I can answer you only about the second part.
In ocl 1.2, you don't have shared common buffers. You need to explicitly call clEnqueueCopyBuffer between these 2 devices. There will be transfer across the PCI bus, but not across the host. clEnqueueCopyBuffer works only with devices in the same context.
Thank you for the answer.
Unfortunately that means, it cannot be done via OpenCL 1.2, because its not possible to share random data between devices(fast).
AMD SVN article says the following:
"OpenCL 2.0 removes this limitation: the host and OpenCL devices can share the same virtual address range, so you no longer need to copy buffers between devices. In other words, no keeping track of buffers and explicitly copying them across devices! Just use shared pointers."
But i fear they only mean one cpu and one gpu, then its misleading a little, unfortunately i cant test it myself.

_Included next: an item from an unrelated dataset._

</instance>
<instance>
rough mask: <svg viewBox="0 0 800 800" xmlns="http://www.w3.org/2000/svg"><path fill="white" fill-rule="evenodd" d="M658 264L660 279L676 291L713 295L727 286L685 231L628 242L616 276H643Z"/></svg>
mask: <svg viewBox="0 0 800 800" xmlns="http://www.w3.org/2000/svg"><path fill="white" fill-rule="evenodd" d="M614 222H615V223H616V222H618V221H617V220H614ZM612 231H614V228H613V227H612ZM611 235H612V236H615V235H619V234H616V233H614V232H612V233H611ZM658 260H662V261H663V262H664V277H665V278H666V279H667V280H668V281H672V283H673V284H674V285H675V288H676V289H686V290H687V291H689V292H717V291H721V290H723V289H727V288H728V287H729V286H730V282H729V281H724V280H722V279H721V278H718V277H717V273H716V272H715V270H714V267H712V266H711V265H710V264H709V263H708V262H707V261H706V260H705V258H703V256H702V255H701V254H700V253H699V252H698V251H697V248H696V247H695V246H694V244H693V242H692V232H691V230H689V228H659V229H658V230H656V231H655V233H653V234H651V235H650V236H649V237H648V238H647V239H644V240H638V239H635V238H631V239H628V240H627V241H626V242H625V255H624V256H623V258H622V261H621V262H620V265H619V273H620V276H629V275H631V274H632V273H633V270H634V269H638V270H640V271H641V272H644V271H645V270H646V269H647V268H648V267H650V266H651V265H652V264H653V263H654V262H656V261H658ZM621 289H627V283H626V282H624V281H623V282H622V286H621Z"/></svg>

Actually, you can get most of your answers from OpenCL spec. only. Each vendor may implement it different ways but all of them follow the spec., though there may be some limitations at certain point.
As per clSVMAlloc :
"Allocates a shared virtual memory (SVM) buffer that can be shared by the host and all devices in an OpenCL context that support shared virtual memory. "
It fails to allocates memory when
sizeparameter is 0 or greater than
CL_DEVICE_MAX_MEM_ALLOC_SIZEvalue for any device in
Before using the SVM to share data among multiple devices, please read the section "5.6.1 SVM sharing granularity: coarse- and fine- grained sharing" from OpenCL 2.0 spec. It is very important to understand the granularity (or level of memory consistency) and synchronization points (or visibility of the updates) of the SVM objects. Hope you'll get a clear idea from that section.
If you've any further doubt/question, please share with us. We'll try our best to answer them.
Note: You may also refer SVM related FAQs from here http://amd-dev.wpengine.netdna-cdn.com/wordpress/media/2013/12/AMD_APP_SDK_FAQ2.pdf
> Unfortunately that means, it cannot be done via OpenCL 1.2, because its not possible to share random data between devices(fast).
That's not necessarily true. clEnqueueCopyBuffer is fast, and the same transfer occurs over PCI for both devices. So, in the svm case, you get slower writes to the shared memory and you have to worry about synchronization. Overall time should be roughly the same.
However, if you want a common buffer, svm is the way to go.